*11:07JST フォーバル Research Memo(7):「企業ドクターグループ」「企業健康サポートグループ」にセグメント再編へ
■成長戦略・トピックス
1. 2027年3月期より「企業ドクターグループ」と「企業健康サポートグループ」にセグメント変更予定
フォーバル<8275>では、中小企業や地方自治体におけるGDXの推進、ESG経営の先兵となる“企業ドクター”を育成し伴走型支援を行うことを中核事業と位置付けている。その戦略を内外に明確に示す目的もあり、2027年3月期から事業セグメントを2つに変更する。「企業ドクターグループ」は、“企業ドクター”が所属し伴走型支援を行う中核事業セグメントである。収益性が高いが高度な人材育成が求められる事業特性であり、同社グループの司令塔の役割を果たすと考えられる。現在のフォーバルビジネスグループ、フォーバルテレコムビジネスグループ、人的資本経営の一部がこのセグメントに入る。もう一つの事業セグメント「企業健康サポートグループ」は、中核事業の顧客基盤を生かし、顧客支援を充実させるソリューション事業群である。フォーバルテレコムをはじめとして、IT系や人材系、環境系の企業など現在の4事業セグメントの中からこの位置付けの事業が移行する。スケーラブルな事業が多いため、中期的な成長性がより高いと考えられる。

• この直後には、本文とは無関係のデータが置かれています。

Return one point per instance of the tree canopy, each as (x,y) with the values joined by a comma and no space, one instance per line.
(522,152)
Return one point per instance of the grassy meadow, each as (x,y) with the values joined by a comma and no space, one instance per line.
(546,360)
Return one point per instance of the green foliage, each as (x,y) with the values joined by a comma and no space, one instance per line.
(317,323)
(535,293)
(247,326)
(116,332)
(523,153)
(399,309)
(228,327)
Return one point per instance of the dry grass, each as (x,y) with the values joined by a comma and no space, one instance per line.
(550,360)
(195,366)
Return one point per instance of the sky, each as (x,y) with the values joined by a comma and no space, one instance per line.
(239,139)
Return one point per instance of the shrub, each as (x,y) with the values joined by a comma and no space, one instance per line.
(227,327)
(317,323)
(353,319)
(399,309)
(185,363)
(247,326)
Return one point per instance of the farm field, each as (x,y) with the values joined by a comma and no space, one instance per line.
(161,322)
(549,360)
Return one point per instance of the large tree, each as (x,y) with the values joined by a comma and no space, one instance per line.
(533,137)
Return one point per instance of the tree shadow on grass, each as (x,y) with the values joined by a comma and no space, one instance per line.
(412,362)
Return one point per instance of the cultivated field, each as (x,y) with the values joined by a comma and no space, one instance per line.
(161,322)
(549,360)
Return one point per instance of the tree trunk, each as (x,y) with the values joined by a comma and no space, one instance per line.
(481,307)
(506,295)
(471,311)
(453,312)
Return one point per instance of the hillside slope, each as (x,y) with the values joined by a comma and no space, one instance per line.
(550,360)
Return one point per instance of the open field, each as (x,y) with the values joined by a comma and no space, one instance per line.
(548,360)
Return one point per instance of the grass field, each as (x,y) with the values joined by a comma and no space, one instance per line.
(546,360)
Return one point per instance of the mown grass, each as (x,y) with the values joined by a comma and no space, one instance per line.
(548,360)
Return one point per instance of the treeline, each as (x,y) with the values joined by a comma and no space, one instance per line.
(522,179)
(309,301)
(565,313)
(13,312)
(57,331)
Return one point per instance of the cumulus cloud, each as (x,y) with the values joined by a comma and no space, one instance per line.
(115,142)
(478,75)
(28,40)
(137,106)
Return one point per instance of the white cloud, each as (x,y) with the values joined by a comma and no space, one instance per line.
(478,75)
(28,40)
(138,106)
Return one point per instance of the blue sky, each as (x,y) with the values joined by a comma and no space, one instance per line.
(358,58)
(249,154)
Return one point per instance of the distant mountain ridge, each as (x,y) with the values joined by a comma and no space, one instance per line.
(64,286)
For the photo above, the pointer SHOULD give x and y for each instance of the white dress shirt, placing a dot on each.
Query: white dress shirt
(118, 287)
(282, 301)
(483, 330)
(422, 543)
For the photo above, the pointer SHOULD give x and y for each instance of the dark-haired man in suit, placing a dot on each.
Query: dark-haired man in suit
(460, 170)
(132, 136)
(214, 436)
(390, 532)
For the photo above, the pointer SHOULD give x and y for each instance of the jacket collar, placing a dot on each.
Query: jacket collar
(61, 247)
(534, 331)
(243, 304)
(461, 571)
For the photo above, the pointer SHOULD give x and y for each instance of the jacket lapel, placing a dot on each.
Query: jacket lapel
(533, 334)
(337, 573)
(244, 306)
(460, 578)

2. 「F-Japan戦略」:「学」との連携が進展し、企業ドクター予備軍の育成進む
同社の「F-Japan戦略」は、地域でGDX人材が育ち地域内で働ける環境を構築し、“GDXの地産地消”を推進する。「F-Japan戦略」では産官学金連携が基本となる。「学(学校連携)」に関しては、若い稼ぎ手が大都市圏に流出せず、地域経済圏に残れる環境や能力づくりが必要となる。若い世代はSDGsなどへの関心や理解力がより高く、同社の推進するGDXの推進役としてのポテンシャルが高い。直近では大学・専門学校との連携協定数が大幅に増加し、2025年9月末時点で33校と締結された。GDX人材を育成するカリキュラム・講座が軌道に乗ってきており、2025年9月末時点で累計5,578人が受講し、デジタルスキルなどを磨き、地域経営課題の解決能力を修得している。実践的支援の経験が豊富な同社のカリキュラムは学生からの人気が高いという。受講生の一定割合は、将来的に地方に残り、企業ドクターとして活躍することを同社では期待している。同社では、2030年度に1万人の企業ドクターを目標としており、ポテンシャルを持つ若年層からの育成を強化している。今後は、小中高校生に対しても「企業ドクターキャンプ」を本格化する計画がある。